Date: 2010-06-16 09:10 am (UTC)
From: (Anonymous)
I happened to be in Italy when they won World Cup in 2006. It was a small town in Tuscany so not that much crowd, but I think the atmosphere during the game was hectic enough. And after the game there were lots of tractors/trucks/cars full of people waving flags and celebrating (coming from even smaller towns I think). Maybe they really get involved only in later stages. England haven't had that luxury recently.

Aksu

Date: 2010-06-16 12:39 pm (UTC)
From: (Anonymous)
"If a bloke wants to use racist terms but knows that he can't because to do so will get him arrested, then he subconsciously waits for an opportunity to express those feelings in another way.
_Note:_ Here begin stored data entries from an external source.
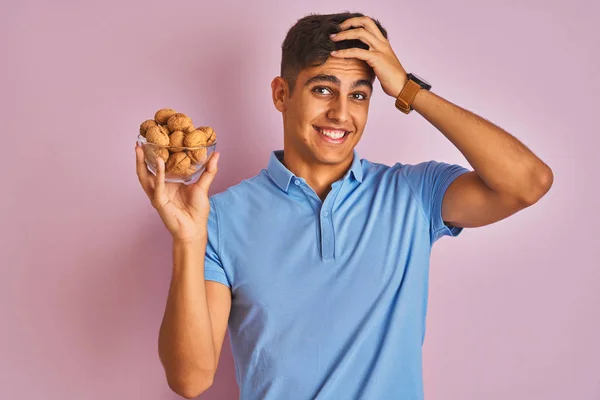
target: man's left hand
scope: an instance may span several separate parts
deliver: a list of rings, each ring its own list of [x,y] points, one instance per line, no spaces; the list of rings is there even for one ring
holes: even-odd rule
[[[389,96],[398,97],[407,81],[406,71],[375,21],[369,17],[349,18],[340,24],[340,32],[331,37],[335,42],[351,39],[365,43],[369,50],[343,49],[332,53],[332,56],[365,61],[373,68],[383,91]]]

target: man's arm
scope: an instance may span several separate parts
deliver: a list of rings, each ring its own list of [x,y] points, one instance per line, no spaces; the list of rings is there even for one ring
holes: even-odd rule
[[[204,280],[206,243],[173,242],[173,275],[159,333],[169,387],[188,399],[212,385],[231,309],[230,289]]]
[[[552,170],[501,128],[427,90],[418,92],[413,109],[474,169],[456,178],[446,191],[442,218],[447,224],[488,225],[531,206],[550,190]]]
[[[375,22],[369,17],[349,18],[339,30],[332,36],[334,42],[360,40],[369,49],[342,49],[331,55],[365,61],[383,91],[396,98],[406,84],[406,70]],[[413,109],[438,128],[475,170],[456,178],[444,195],[442,217],[449,224],[491,224],[534,204],[550,190],[554,179],[550,168],[502,129],[427,90],[417,93]]]

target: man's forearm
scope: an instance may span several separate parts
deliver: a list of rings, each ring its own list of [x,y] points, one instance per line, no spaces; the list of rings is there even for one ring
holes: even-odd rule
[[[173,276],[159,334],[159,356],[176,392],[203,391],[216,360],[204,283],[206,240],[173,242]]]
[[[501,128],[427,90],[418,92],[413,109],[458,148],[490,189],[526,202],[548,191],[550,168]]]

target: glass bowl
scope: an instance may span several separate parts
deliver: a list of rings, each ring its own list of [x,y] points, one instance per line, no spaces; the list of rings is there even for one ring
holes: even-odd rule
[[[138,135],[137,142],[144,150],[148,171],[156,175],[157,157],[162,157],[165,160],[165,182],[186,185],[198,181],[206,168],[206,161],[217,148],[216,141],[208,146],[198,147],[162,146],[148,142],[142,135]]]

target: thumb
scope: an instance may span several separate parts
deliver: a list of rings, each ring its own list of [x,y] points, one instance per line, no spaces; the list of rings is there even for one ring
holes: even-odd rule
[[[196,185],[199,186],[207,196],[210,185],[217,175],[220,156],[221,153],[219,152],[214,152],[211,154],[210,159],[206,162],[206,169],[202,172],[202,175],[200,175],[198,182],[196,182]]]

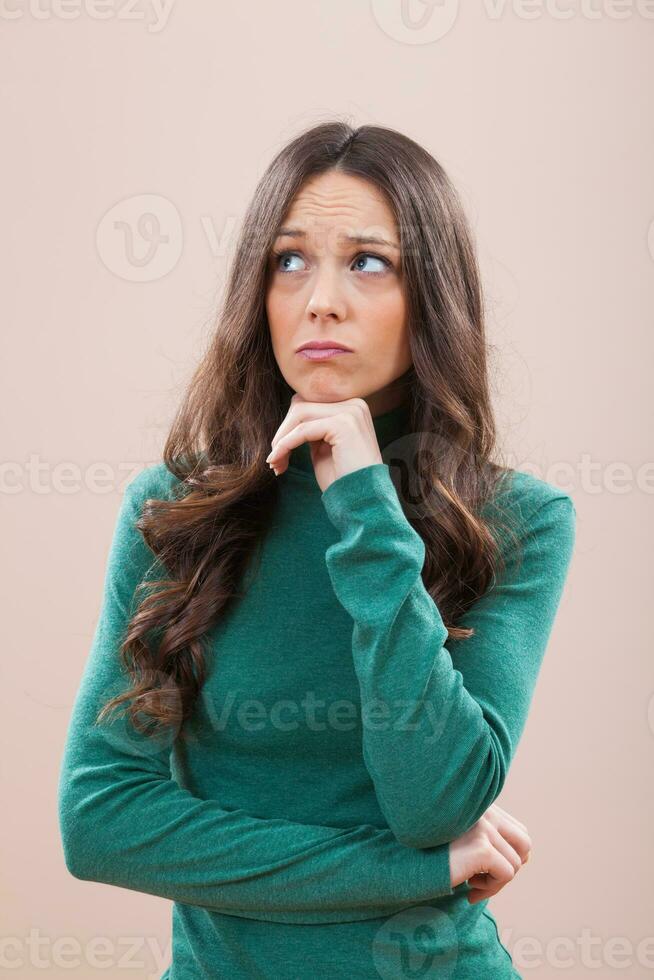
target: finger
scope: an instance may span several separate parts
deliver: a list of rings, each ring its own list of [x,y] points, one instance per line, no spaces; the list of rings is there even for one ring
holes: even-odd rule
[[[470,889],[466,895],[466,898],[471,905],[474,905],[476,902],[487,901],[489,898],[492,898],[493,895],[497,895],[499,891],[501,891],[501,887],[497,885],[493,889],[484,888],[483,886],[475,887]]]
[[[334,414],[334,409],[338,405],[339,411],[347,409],[347,402],[307,402],[297,400],[294,395],[291,399],[291,406],[286,413],[286,417],[275,432],[271,446],[273,449],[289,432],[291,432],[300,422],[308,422],[316,418],[326,418]]]
[[[299,422],[290,432],[279,439],[269,453],[266,462],[274,463],[276,469],[281,469],[281,467],[285,467],[290,452],[303,443],[327,442],[331,444],[333,439],[333,415]]]
[[[506,833],[506,831],[505,831]],[[513,829],[508,832],[509,836],[513,835]],[[515,847],[511,844],[510,840],[495,826],[490,826],[488,828],[488,836],[490,837],[491,844],[497,848],[500,854],[503,854],[506,860],[511,864],[513,870],[517,873],[522,867],[522,858],[516,851]]]
[[[473,905],[475,902],[481,902],[497,895],[516,876],[512,863],[507,861],[499,852],[496,854],[499,860],[496,860],[495,864],[491,866],[490,871],[480,871],[468,878],[470,890],[467,893],[467,898]]]
[[[310,416],[309,414],[308,411],[308,406],[310,404],[309,402],[298,402],[295,401],[294,399],[295,396],[293,396],[293,399],[291,399],[291,405],[286,415],[282,419],[282,422],[279,425],[277,431],[272,437],[270,445],[273,449],[277,445],[279,440],[282,439],[292,429],[294,429],[299,422],[304,422],[309,417],[315,417],[315,413],[313,416]]]
[[[517,817],[514,817],[512,813],[509,813],[508,810],[505,810],[503,807],[501,807],[498,803],[493,803],[489,807],[489,809],[486,811],[485,816],[487,816],[489,818],[489,820],[492,819],[493,810],[497,810],[498,811],[498,816],[501,815],[506,820],[511,820],[514,824],[516,824],[518,827],[520,827],[520,829],[525,834],[528,833],[527,828],[525,827],[525,825],[523,823],[521,823],[520,820],[517,819]]]
[[[513,881],[516,872],[513,863],[495,846],[493,840],[491,840],[491,844],[493,846],[489,848],[485,864],[469,880],[474,878],[479,885],[483,886],[485,892],[494,894],[509,881]]]
[[[497,895],[498,892],[502,890],[504,885],[498,885],[496,888],[492,889],[482,889],[482,888],[472,888],[466,895],[468,901],[471,905],[476,905],[477,902],[486,902],[493,895]]]
[[[497,895],[501,892],[505,885],[508,885],[513,879],[508,879],[507,881],[494,881],[490,875],[474,875],[472,878],[468,879],[468,885],[470,885],[470,890],[467,893],[468,901],[471,905],[475,902],[483,902],[485,899],[492,898],[493,895]]]
[[[495,887],[497,882],[494,881],[490,875],[485,872],[480,871],[479,874],[473,875],[472,878],[468,878],[468,884],[471,888],[478,888],[480,891],[488,891],[489,888]]]
[[[524,824],[503,810],[497,803],[493,803],[489,807],[484,817],[515,848],[523,864],[529,860],[531,837]]]
[[[500,807],[494,806],[493,809],[497,812],[493,813],[492,810],[489,810],[484,816],[502,837],[515,848],[524,864],[525,861],[529,860],[531,837],[527,830],[523,829],[524,825],[515,820],[510,813],[506,813]]]

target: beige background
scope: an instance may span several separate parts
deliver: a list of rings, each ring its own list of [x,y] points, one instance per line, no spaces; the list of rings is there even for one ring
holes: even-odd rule
[[[1,9],[0,970],[168,962],[167,901],[66,871],[66,725],[120,493],[158,457],[243,209],[286,139],[340,116],[402,130],[455,181],[502,447],[578,511],[499,800],[534,842],[491,901],[501,937],[525,977],[649,976],[654,3]]]

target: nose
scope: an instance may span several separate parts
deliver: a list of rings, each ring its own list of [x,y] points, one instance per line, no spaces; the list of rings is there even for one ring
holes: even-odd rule
[[[345,316],[345,300],[338,272],[321,263],[313,278],[307,312],[312,319],[341,320]]]

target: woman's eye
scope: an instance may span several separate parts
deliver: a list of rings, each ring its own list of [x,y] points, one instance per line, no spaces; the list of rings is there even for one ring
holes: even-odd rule
[[[298,271],[297,269],[288,268],[287,263],[290,262],[291,259],[299,259],[300,261],[302,261],[302,259],[297,254],[297,252],[275,252],[274,253],[275,268],[278,269],[279,272],[297,272]],[[285,266],[285,268],[282,268],[282,264]]]
[[[390,262],[388,261],[388,259],[383,259],[381,255],[373,255],[371,252],[364,252],[363,255],[359,255],[354,260],[354,264],[358,265],[360,262],[365,262],[366,259],[372,259],[373,262],[377,262],[381,266],[381,268],[377,268],[377,269],[375,269],[374,267],[372,269],[370,268],[367,269],[366,275],[383,275],[390,266]],[[363,271],[364,271],[363,269],[361,268],[359,269],[359,272],[363,272]]]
The defiant waving of the English flag from car aerials is really a political statement of "Englishness" -- a statement that these people feel they have no other way of expressing in a multicultural society that they didn't ever vote for and they don't really want, thank you very much."

I used to thinks this and while I think your general point holds, I've been amazed at the number of black and Asian people who've been flying the England flag around London.